Jean-Paul Cabana sera intronisé au Mémorial de la terre battue

Jean-Paul Cabana, la légende du stock-car, sera intronisé au Mémorial de la terre battue l’été prochain.

« C’est sur la terre que j’ai fait mes débuts, rappele l’illustre résidant de Sainte-Cécile-de-Milton. J’ai justement devant moi une photo datant de 1951, sur le circuit de Shawinigan Falls, alors que je venais de gagner.
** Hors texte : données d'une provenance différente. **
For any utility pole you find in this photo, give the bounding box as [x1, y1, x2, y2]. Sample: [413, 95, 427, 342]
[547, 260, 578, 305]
Ce sont de beaux souvenirs. »

Cabana, on le sait, a remporté 503 victoires en carrière, la majorité sur asphalte. Mais il a aussi fait sa marque sur la terre, principalement entre 1952 et 1963, période pendant laquelle il a enlevé quelques championnats.

« Je me souviens d’un après-midi à La Prairie où j’avais remporté sept courses sur neuf, avec deux voitures, reprend-il. Disons que ça avait bien été ! »
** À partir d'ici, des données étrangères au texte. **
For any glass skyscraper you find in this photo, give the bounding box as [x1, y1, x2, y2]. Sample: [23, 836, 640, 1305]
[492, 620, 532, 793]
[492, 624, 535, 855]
À 85 ans, Cabana a reçu un honneur et puis un autre au fil des dernières décennies. Mais il avoue que ça lui fait toujours plaisir.

« Quand tu vieillis, tu as toujours peur d’être oublié. Mais des honneurs comme celui-là font en sorte que les gens se souviennent de toi. De l’amour, ça ne se refuse pas ! »
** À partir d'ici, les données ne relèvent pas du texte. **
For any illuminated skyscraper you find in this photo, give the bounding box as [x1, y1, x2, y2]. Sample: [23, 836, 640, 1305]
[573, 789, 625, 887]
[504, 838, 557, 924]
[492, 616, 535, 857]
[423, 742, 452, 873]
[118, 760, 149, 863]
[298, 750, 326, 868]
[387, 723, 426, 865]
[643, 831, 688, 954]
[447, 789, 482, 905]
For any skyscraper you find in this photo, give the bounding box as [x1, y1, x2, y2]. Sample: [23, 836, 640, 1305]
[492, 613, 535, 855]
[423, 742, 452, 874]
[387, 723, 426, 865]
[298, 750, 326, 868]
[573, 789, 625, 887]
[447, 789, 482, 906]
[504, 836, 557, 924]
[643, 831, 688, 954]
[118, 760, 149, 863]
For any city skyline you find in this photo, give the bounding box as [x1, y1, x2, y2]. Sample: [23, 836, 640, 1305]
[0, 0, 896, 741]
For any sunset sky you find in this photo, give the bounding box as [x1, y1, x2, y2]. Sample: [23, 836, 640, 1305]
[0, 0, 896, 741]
Il y a quelques semaines, il a fraternisé avec Raphaël Lessard, le plus bel espoir du sport automobile au Canada. Un beau moment pour le jeune et pour la légende.

« C’est un bon garçon. Et il avait l’air impressionné quand je lui parlais de mes succès. Le p’tit Lessard, c’est pas n’importe qui ! »

Cabana sera honoré en juillet. Le Mémorial de la terre battue fera aussi place à une autre personnalité, dont l’identité sera dévoilée après les Fêtes, en 2020.

« C’est une belle initiative, le Mémorial. Il faut féliciter les organisateurs de penser à ceux qui ont contribué à bâtir le sport. »

Dave Paryzo et Anthony Marcotte, qui sont au micro de l’Autodrome Granby, sont les fondateurs du Mémorial de la terre battue. Paryzo a aussi écrit la biographie de Cabana, publiée en 2017.

Pour le reste, Jean-Paul Cabana semble garder la forme. Celui qui est toujours actif au sein d’Expérience en piste Cabana et Ranger, à Sanair, se prépare à passer une partie de l’hiver à la chaleur.

« J’attends des résultats d’examens médicaux, mais je n’ai pas trop à me plaindre », laisse-t-il tomber, sourire en coin.